Monday, August 16, 2010

The Host by Stephenie Meyer

The Host: A Novel by Stephenie Meyer

There's not a vampire to be found in this book. Nor are there werewolves, not that Jacob was a werewolf, he was actually a shape shifter who changed into a wolf.

This is more like invasion of the body snatchers, a race of aliens that goes from planet to planet taking over the bodies of the beings that reside there. They justify it by claiming that they make the worlds better, and in the case of earth, humans are so violent that they're actually doing them a favor.

As the story begins, the process is already well underway, and now the Wanderer, who has lived many lives on many planets in many different types of bodies, unusual even by her alien races standards, is inserted into Melanie, a fugitive who has finally been caught.

Only Melanie won't go away and disappear like humans are supposed to.
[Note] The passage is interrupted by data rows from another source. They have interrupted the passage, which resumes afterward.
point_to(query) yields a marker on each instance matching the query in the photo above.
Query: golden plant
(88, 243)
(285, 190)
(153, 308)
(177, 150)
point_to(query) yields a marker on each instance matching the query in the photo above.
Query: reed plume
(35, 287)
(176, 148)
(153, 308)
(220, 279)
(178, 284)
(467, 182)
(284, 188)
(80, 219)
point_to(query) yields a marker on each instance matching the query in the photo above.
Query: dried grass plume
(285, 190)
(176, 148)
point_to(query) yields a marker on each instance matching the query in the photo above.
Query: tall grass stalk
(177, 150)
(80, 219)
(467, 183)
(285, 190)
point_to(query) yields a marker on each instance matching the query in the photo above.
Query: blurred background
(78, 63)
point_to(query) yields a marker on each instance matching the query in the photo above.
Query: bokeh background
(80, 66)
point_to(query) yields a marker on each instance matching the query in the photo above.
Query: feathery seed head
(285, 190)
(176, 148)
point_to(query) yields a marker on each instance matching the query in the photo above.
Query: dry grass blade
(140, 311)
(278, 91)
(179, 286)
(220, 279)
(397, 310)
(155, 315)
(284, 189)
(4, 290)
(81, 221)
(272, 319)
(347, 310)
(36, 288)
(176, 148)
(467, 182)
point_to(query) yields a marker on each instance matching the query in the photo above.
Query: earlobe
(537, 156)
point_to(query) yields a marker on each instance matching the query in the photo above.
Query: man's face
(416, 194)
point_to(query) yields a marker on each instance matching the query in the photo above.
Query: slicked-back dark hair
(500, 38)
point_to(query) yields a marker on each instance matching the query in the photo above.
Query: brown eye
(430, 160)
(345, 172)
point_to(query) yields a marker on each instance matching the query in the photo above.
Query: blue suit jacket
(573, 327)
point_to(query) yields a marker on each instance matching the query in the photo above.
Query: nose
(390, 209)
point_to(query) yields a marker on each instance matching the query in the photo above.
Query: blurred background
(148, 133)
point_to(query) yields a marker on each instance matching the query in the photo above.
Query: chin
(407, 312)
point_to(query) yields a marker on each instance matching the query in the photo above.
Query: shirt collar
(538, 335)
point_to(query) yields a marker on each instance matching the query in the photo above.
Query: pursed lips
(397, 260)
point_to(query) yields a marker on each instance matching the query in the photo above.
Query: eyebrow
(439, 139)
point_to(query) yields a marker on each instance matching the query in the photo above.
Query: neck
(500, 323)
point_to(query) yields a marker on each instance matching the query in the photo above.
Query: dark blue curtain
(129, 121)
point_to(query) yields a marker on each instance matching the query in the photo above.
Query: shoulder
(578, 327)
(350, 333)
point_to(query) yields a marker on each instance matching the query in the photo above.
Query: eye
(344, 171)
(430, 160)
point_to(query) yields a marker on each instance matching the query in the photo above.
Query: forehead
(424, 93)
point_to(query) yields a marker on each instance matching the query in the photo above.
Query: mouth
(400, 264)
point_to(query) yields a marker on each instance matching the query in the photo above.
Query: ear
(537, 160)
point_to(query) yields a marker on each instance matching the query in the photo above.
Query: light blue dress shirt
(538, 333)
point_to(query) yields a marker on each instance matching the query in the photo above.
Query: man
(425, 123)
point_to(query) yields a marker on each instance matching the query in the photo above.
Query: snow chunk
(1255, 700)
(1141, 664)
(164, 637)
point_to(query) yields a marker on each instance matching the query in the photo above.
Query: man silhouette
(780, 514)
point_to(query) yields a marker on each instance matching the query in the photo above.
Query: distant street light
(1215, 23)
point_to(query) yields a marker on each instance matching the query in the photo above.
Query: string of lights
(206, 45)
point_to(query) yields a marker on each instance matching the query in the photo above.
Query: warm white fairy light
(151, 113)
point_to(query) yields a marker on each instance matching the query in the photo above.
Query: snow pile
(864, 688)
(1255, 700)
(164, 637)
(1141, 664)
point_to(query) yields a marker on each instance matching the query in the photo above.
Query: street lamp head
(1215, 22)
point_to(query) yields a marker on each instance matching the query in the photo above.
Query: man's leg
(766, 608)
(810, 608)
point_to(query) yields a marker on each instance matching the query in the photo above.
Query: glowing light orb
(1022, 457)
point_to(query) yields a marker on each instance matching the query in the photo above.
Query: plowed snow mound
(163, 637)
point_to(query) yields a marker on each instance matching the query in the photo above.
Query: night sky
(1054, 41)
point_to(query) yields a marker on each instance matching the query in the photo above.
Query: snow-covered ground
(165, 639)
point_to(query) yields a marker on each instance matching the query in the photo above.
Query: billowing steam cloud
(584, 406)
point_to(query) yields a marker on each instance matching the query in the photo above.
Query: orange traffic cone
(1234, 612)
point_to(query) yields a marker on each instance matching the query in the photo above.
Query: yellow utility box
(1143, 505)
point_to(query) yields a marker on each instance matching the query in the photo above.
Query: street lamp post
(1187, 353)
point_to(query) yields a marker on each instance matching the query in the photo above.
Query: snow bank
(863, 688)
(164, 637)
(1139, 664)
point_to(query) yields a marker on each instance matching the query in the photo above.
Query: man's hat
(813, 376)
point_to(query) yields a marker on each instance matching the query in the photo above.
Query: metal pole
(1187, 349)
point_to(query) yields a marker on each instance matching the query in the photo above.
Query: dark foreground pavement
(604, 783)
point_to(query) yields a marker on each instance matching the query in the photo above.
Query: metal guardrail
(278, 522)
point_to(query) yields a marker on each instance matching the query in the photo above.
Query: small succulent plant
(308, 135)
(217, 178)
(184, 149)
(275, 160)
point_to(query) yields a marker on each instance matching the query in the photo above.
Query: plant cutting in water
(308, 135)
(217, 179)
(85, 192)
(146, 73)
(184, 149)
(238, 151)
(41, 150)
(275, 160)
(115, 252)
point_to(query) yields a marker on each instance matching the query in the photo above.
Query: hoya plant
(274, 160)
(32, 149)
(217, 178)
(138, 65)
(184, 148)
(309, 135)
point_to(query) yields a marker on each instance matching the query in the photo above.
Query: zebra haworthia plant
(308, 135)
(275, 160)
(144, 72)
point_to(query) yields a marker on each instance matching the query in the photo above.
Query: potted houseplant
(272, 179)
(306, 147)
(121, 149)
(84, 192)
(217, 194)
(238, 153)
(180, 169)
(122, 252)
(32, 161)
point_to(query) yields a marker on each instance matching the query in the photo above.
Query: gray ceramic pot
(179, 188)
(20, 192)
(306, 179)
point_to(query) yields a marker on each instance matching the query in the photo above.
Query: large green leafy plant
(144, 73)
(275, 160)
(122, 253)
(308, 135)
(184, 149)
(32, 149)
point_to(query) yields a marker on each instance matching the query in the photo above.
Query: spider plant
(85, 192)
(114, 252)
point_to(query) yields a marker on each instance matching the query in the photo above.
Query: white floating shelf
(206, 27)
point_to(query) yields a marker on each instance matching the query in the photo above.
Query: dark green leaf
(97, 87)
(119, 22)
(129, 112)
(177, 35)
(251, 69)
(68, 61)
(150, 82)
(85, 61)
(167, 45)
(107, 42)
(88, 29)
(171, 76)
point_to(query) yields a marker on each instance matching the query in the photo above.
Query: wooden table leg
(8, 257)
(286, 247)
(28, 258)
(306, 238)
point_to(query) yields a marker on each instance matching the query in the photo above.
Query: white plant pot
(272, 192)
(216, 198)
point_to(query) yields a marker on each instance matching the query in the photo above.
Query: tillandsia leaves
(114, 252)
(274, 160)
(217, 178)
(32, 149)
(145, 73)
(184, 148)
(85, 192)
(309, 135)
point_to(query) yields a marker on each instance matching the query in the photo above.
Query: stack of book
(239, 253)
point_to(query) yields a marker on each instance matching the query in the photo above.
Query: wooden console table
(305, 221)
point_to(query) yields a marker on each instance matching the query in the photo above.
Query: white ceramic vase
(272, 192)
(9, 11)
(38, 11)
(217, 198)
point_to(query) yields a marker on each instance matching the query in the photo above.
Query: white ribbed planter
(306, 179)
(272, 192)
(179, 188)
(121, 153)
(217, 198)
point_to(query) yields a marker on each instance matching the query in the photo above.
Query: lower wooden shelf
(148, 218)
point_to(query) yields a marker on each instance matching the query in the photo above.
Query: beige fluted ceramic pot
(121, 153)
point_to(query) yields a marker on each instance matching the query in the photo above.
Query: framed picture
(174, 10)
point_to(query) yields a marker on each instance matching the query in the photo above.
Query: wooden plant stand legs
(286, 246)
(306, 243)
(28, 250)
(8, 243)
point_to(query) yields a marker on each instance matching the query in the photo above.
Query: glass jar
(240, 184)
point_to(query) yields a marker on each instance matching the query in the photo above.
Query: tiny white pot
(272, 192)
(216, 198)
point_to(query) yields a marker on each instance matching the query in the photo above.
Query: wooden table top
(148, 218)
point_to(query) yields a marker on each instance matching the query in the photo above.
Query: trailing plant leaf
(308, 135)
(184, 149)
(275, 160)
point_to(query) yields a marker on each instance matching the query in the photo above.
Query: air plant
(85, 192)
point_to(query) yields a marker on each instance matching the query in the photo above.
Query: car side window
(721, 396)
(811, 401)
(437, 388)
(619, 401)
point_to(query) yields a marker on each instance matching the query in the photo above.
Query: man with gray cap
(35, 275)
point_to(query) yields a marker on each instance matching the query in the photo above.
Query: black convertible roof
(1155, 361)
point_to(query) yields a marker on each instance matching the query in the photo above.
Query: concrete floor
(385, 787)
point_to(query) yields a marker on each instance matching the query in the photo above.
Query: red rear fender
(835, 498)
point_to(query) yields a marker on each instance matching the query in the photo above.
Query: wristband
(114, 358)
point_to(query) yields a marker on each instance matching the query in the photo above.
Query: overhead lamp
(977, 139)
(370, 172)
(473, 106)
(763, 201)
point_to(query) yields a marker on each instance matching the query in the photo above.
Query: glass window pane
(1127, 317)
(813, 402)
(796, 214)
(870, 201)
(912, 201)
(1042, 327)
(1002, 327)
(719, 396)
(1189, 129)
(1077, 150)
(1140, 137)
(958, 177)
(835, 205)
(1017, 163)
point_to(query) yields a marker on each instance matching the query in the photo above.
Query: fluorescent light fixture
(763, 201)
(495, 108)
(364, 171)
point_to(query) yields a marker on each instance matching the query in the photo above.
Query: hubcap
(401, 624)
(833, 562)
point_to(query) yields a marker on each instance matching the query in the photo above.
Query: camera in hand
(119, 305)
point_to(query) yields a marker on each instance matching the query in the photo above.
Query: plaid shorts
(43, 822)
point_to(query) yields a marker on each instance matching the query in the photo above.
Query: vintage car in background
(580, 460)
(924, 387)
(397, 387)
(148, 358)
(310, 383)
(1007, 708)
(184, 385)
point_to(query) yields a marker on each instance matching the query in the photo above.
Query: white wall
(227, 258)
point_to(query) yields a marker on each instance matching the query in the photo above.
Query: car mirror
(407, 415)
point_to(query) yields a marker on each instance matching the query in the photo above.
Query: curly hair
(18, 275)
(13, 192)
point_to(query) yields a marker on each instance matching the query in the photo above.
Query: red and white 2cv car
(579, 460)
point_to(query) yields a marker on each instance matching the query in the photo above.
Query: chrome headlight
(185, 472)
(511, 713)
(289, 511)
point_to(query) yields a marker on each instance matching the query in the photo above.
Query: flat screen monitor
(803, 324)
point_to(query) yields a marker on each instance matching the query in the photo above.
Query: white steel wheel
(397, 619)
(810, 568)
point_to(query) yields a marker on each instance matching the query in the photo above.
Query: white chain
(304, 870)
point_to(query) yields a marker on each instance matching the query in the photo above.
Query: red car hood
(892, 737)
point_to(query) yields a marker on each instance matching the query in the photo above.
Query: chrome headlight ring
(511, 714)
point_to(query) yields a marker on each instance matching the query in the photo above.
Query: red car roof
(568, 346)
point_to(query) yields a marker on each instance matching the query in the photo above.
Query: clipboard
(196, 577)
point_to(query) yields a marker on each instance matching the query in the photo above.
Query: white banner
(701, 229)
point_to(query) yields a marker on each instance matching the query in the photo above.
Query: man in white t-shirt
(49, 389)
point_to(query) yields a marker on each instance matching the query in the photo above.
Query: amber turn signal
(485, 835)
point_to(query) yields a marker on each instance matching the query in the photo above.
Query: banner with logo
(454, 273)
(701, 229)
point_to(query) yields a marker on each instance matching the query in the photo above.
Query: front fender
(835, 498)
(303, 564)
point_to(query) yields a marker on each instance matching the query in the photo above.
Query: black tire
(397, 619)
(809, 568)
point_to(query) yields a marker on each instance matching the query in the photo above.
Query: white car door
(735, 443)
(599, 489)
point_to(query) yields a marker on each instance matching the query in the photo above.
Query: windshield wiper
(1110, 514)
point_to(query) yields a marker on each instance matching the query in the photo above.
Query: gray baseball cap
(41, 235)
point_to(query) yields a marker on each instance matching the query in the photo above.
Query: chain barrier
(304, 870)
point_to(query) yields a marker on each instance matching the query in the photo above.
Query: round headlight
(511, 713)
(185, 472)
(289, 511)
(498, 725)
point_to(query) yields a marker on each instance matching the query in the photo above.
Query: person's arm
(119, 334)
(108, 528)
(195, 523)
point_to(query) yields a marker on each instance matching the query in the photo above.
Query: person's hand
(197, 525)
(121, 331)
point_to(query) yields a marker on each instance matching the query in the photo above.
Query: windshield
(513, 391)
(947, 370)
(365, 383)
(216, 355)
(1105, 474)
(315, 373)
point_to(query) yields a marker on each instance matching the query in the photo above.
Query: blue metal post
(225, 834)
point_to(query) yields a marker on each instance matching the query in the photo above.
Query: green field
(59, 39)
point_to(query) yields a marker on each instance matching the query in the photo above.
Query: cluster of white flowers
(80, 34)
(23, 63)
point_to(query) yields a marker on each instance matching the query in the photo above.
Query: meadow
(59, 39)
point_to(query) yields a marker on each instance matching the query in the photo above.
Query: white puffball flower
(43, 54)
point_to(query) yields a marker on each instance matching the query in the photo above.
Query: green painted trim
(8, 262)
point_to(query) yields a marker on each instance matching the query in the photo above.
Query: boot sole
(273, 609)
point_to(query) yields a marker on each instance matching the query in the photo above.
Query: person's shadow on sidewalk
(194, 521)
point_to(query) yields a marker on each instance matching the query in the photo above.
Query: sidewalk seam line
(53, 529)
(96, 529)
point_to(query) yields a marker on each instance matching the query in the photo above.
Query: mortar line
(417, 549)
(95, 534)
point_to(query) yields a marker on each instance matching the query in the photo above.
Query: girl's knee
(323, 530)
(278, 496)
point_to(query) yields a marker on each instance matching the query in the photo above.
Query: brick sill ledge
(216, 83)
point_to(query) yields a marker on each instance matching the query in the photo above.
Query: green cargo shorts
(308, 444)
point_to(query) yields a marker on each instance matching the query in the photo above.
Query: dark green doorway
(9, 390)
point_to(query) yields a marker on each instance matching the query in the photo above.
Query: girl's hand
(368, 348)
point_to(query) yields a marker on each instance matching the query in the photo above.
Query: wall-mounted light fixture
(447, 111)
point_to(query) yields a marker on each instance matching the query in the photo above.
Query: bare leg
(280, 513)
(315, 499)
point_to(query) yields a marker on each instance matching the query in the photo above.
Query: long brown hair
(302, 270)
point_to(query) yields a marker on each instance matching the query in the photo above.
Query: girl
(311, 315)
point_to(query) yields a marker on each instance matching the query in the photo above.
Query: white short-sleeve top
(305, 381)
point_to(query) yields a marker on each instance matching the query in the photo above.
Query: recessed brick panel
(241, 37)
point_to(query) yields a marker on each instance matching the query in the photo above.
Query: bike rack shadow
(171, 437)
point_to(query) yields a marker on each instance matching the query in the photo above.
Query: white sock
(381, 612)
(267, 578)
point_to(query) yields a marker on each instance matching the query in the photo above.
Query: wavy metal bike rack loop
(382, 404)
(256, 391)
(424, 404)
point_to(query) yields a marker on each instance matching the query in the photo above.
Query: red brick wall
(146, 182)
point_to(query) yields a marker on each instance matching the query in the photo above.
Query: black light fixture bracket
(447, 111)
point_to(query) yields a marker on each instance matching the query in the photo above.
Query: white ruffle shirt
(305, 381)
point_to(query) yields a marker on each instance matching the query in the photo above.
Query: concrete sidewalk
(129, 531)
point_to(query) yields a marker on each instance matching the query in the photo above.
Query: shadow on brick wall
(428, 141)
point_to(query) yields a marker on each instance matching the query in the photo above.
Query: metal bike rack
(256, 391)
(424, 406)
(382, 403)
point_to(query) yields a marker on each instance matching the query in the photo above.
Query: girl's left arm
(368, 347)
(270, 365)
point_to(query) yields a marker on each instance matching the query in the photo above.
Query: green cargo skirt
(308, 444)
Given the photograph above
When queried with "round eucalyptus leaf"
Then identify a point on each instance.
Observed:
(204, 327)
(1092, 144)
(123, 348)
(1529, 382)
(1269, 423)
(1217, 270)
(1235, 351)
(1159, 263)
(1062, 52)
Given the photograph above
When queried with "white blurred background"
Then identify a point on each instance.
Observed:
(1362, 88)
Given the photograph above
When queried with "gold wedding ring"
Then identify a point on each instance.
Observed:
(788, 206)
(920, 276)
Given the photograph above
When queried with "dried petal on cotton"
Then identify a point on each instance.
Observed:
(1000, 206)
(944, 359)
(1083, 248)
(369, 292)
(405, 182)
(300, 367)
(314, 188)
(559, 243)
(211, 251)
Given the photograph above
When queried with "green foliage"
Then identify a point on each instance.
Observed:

Her soul is alive and kicking and leads the Wanderer on a trek that reunites her with her younger brother and her boyfriend and a hideout where other human fugitives survive. A hideout that the Wanderer should be reporting to her superiors but chooses not to, because now the Wanderer if feeling guilty for taking Melanie's body, and she's starting to like these humans.

I couldn't put this book down. You would think that a six hundred page novel that takes place mostly in a set of caves where nothing much happens would be dull, but it wasn't. Add into the science fiction element a romance, no, two romances and this one is a winner. Wanderer or Wanda as she's eventually called, struggles with her conscience between duty to her own race and empathy for her host and the other humans. As well, there is a hunt for Wanda by a determined alien who is convinced that Wanda knows far more than she's told. And of course there's also the humans who knowing what Wanda is, are battling within their community about keeping her around. She's the enemy but she's in a loved one's body who claims to still be there. Between that and the constant trial of obtaining food and supplies in world that wants to capture you and obliterate your soul, tensions are high.

It's not easy making the bad guy someone you want to root for. To be sure there was a big part of me that was thinking "Stop being so selfish. You've already lived hundreds of years. Get out of Melanie's body!" and another part of me that wanted Wanda to somehow survive, although not in Melanie.

We don't really get into Melanie's perspective. It's told from Wanda's but there are conversations between Melanie and Wanda and Wanda does let us know how Melanie is reacting to what's happening.

Meyer has improved from the first Twilight book. The protagonist doesn't faint every time something happens and the writing is simply better. Meyer has proven to be good at taking conventional horror stories (vampires, werewolves, body-snatchers) and given them her own spin, re-inventing and making them fresh again.